Motherhood is not just two aspects, Strauss said. “But somehow these are these categories that are being stabbed by women, and I think they are distorting the conversation and distorting the actual efforts to create real stability and mama support.”
Motherhood: “You’re just surviving.”
Lindsey Schubkegel, a 38-year-old mother from a suburb of Chicago, left her full-time Billings specialist when her son Levy was born in 2023.
“I don’t believe it,” Shubkegel said of those videos. Every time someone posts a photo or video and tries to show how “perfect” their lives are, she says that all she sees is a “giant red flag.”
Most days, Schubkegel said he doesn’t have time to make up or follow a strict schedule. Often she said, “You’re just surviving.”
Still, Schubkegel believes that there is a particle of truth in the girl’s boss/wife binary.

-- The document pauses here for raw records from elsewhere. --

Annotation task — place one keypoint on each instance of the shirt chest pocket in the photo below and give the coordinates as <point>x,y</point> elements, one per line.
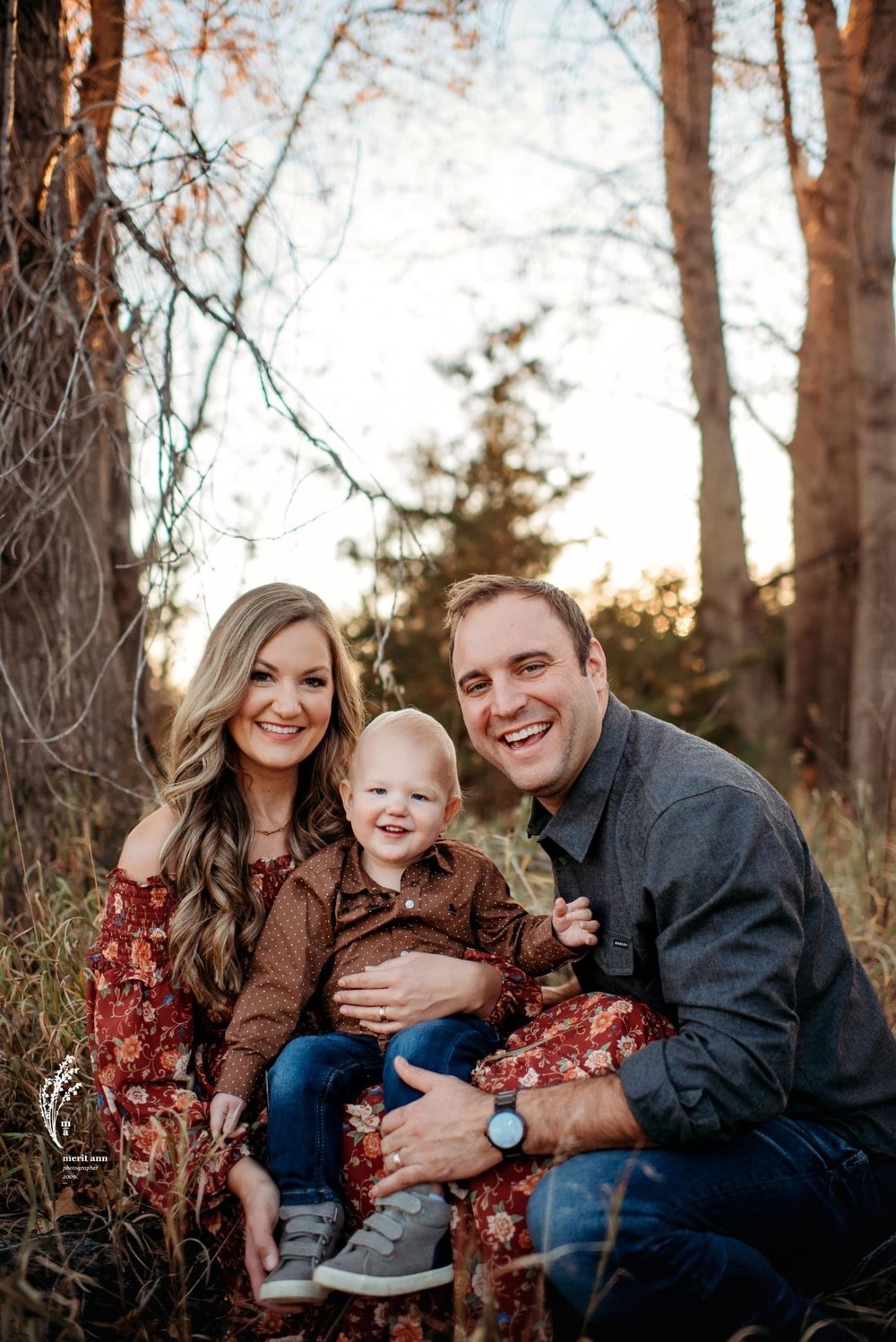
<point>361,905</point>
<point>615,951</point>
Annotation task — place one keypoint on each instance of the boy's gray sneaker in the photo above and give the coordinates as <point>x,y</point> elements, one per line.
<point>404,1245</point>
<point>310,1234</point>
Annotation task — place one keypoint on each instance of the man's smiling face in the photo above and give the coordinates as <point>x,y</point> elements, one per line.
<point>528,705</point>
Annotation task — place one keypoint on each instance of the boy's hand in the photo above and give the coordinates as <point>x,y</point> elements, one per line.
<point>573,924</point>
<point>224,1114</point>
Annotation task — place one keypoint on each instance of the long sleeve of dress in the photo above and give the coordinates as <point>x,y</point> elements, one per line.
<point>151,1058</point>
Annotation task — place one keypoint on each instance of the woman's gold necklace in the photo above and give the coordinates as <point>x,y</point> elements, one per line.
<point>269,832</point>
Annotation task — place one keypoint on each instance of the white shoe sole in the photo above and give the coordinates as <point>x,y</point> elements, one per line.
<point>298,1291</point>
<point>356,1285</point>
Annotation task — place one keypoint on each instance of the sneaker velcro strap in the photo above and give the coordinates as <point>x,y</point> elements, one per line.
<point>305,1234</point>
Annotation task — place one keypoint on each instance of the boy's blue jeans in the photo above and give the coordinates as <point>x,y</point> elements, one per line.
<point>715,1239</point>
<point>315,1075</point>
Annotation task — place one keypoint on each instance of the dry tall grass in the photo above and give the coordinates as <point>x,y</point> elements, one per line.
<point>80,1258</point>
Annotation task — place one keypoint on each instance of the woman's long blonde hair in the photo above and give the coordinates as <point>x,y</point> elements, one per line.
<point>219,916</point>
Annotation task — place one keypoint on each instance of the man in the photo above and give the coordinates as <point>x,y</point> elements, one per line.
<point>730,1174</point>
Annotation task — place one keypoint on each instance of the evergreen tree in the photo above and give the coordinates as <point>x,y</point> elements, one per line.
<point>482,503</point>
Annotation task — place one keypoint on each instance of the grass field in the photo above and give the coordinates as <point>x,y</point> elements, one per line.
<point>74,1234</point>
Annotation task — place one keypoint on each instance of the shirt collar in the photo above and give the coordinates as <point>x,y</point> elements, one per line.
<point>574,823</point>
<point>354,878</point>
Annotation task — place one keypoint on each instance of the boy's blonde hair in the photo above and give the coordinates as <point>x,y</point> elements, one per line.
<point>426,729</point>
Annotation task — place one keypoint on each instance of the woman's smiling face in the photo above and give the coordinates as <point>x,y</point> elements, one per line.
<point>286,710</point>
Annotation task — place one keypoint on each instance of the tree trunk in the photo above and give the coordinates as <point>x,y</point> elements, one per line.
<point>872,43</point>
<point>728,612</point>
<point>841,651</point>
<point>823,452</point>
<point>70,606</point>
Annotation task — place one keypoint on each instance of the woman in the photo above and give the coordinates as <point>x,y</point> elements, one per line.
<point>256,753</point>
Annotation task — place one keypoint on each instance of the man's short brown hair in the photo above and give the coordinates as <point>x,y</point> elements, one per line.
<point>482,588</point>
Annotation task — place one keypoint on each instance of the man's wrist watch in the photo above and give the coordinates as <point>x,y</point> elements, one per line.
<point>506,1129</point>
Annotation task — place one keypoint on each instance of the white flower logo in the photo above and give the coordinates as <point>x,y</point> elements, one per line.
<point>56,1091</point>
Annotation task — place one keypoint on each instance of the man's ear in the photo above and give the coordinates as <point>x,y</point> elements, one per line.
<point>451,811</point>
<point>596,666</point>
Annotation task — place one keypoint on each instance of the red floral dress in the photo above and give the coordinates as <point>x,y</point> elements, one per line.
<point>156,1056</point>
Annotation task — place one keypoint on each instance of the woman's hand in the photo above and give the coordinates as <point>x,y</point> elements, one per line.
<point>418,986</point>
<point>552,996</point>
<point>261,1200</point>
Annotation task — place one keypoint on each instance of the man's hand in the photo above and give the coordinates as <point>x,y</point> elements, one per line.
<point>418,986</point>
<point>439,1137</point>
<point>224,1113</point>
<point>573,924</point>
<point>261,1200</point>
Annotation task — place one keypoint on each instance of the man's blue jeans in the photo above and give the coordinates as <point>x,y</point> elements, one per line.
<point>317,1074</point>
<point>702,1243</point>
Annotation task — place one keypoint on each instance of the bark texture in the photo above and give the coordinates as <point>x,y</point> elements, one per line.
<point>841,646</point>
<point>69,581</point>
<point>728,612</point>
<point>874,698</point>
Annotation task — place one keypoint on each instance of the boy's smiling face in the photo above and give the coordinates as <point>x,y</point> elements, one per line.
<point>397,802</point>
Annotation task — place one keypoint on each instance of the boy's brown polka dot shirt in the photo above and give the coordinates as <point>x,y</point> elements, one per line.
<point>332,919</point>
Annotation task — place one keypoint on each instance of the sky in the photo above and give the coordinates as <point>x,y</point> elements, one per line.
<point>437,216</point>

Some women are more attracted to home life, she said.
Schubkegel said her own decision to leave the workforce would place her family in financial restraint. However, the cost of childcare that she said could have been $2,500 a month in her area was not worth the time she had to leave her son.

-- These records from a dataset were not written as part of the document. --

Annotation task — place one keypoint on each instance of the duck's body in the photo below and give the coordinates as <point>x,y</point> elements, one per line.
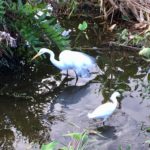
<point>105,110</point>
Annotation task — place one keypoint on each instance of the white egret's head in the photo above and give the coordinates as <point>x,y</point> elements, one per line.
<point>41,51</point>
<point>114,96</point>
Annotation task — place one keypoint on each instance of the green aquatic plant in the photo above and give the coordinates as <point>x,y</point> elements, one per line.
<point>78,142</point>
<point>50,146</point>
<point>145,52</point>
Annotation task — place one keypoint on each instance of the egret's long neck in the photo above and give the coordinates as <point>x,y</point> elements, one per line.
<point>114,100</point>
<point>52,59</point>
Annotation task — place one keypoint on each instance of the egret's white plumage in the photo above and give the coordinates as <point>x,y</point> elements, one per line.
<point>77,61</point>
<point>105,110</point>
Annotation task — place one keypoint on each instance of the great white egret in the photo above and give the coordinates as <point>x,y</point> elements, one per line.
<point>105,110</point>
<point>77,61</point>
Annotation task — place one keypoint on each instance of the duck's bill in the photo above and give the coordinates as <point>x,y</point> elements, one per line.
<point>37,55</point>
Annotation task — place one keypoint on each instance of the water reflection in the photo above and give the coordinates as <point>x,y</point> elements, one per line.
<point>57,108</point>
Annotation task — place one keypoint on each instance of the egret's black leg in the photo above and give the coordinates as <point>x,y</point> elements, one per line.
<point>103,123</point>
<point>76,77</point>
<point>67,74</point>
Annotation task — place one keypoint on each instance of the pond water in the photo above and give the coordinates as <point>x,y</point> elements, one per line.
<point>48,108</point>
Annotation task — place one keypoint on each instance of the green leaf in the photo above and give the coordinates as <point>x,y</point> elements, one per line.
<point>76,136</point>
<point>50,146</point>
<point>145,52</point>
<point>148,141</point>
<point>83,26</point>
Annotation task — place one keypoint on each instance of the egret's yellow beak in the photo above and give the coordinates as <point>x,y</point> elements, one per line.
<point>37,55</point>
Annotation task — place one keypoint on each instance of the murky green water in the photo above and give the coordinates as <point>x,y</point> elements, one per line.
<point>36,106</point>
<point>39,113</point>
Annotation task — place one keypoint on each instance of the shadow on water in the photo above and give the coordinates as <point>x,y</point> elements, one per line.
<point>38,107</point>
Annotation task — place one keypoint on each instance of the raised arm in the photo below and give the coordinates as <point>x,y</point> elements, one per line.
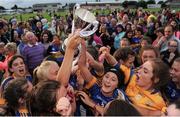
<point>65,69</point>
<point>98,66</point>
<point>109,58</point>
<point>82,64</point>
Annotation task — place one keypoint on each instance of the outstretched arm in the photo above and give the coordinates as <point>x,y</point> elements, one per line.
<point>65,69</point>
<point>82,64</point>
<point>109,58</point>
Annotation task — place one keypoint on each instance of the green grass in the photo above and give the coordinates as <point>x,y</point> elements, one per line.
<point>26,16</point>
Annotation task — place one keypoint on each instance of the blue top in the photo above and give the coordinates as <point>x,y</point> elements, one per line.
<point>99,98</point>
<point>5,81</point>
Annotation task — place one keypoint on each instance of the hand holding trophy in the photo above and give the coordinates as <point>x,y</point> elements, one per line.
<point>89,22</point>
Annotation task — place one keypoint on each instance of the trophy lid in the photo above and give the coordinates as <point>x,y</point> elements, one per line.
<point>85,15</point>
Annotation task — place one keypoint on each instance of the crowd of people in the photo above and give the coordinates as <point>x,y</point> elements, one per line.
<point>129,67</point>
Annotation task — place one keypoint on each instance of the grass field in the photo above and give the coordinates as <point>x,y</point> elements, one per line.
<point>26,16</point>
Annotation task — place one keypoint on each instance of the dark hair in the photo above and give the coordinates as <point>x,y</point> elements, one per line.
<point>170,26</point>
<point>177,60</point>
<point>119,26</point>
<point>121,108</point>
<point>160,29</point>
<point>44,96</point>
<point>150,47</point>
<point>122,53</point>
<point>177,103</point>
<point>146,38</point>
<point>160,71</point>
<point>120,75</point>
<point>49,39</point>
<point>14,91</point>
<point>10,62</point>
<point>92,50</point>
<point>140,29</point>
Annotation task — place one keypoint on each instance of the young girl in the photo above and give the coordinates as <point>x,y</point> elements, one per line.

“To be honest, you feel like you have the crazy mom guilt about your job,” she said.
Monteribano Gorman said much of her identity was wrapped in work. She needs a lot of effort to help her repetitive life and unleash her social expectations of what kind of work should look like. She has worked part-time as a marketing consultant while raising two children, so she often tells clients that her children may make noises in the background.
She is happy and surprised to find her clients welcome her credibility.
Finding real connections is the best antidote, experts say
Montelibano-Gorman’s Instagram page is full of ideas about fun things a family can do in Santa Fe, New Mexico, where she lives. Monteribano Gorman said her description was not about drawing morning routines or drawing everyday life. And it certainly isn’t about attacking different kinds of mothers on each other. It’s about sharing resources and building a community.
The dichotomy between “this and this” is really frustrating. Because we are all just struggling like women,” Monteribano Gorman said. “I think it’s difficult on any side, either side. There’s a challenge. And it’s just patriarchal and at the end of the day, you’re about to give birth to women, births, and each other.”
Schubkegel said her mom’s friends’ network runs the scope between home moms, single moms, working moms and other parents. She said they often leaned over each other, asked parenting questions and found support in each other’s stories.
“It really helps and you have a group of women who are experiencing the same thing as you in that moment,” she said.
According to Klear, what moms and all parents really need to thrive to thrive are parenting policies, access to high quality childcare, workplace flexibility and “more subtle spaces for what women can do.”
And when it comes to social media consumption, there are things moms can do to make them more connected and less competitive. Set a time limit and ask yourself, “What will you get now?” Clear said. Klear said he benefits from recipes from several content creator posts and finds good time management tips. Chima Hope-Lubin, marriage and family therapist at Betterhelp, agreed that setting time limits would be helpful. Finding a supportive community is important. If everything else fails, you’ll go offline.
It’s easy to get sucked into the influencer’s content fantasies, especially since many content creators have confirmed what many mothers want to hear.
Madeline Mitchell’s role in covering women and caregiving economy at USA Today is supported by partnership with extremely and Journalism Funding Partner. Funders do not provide editor input.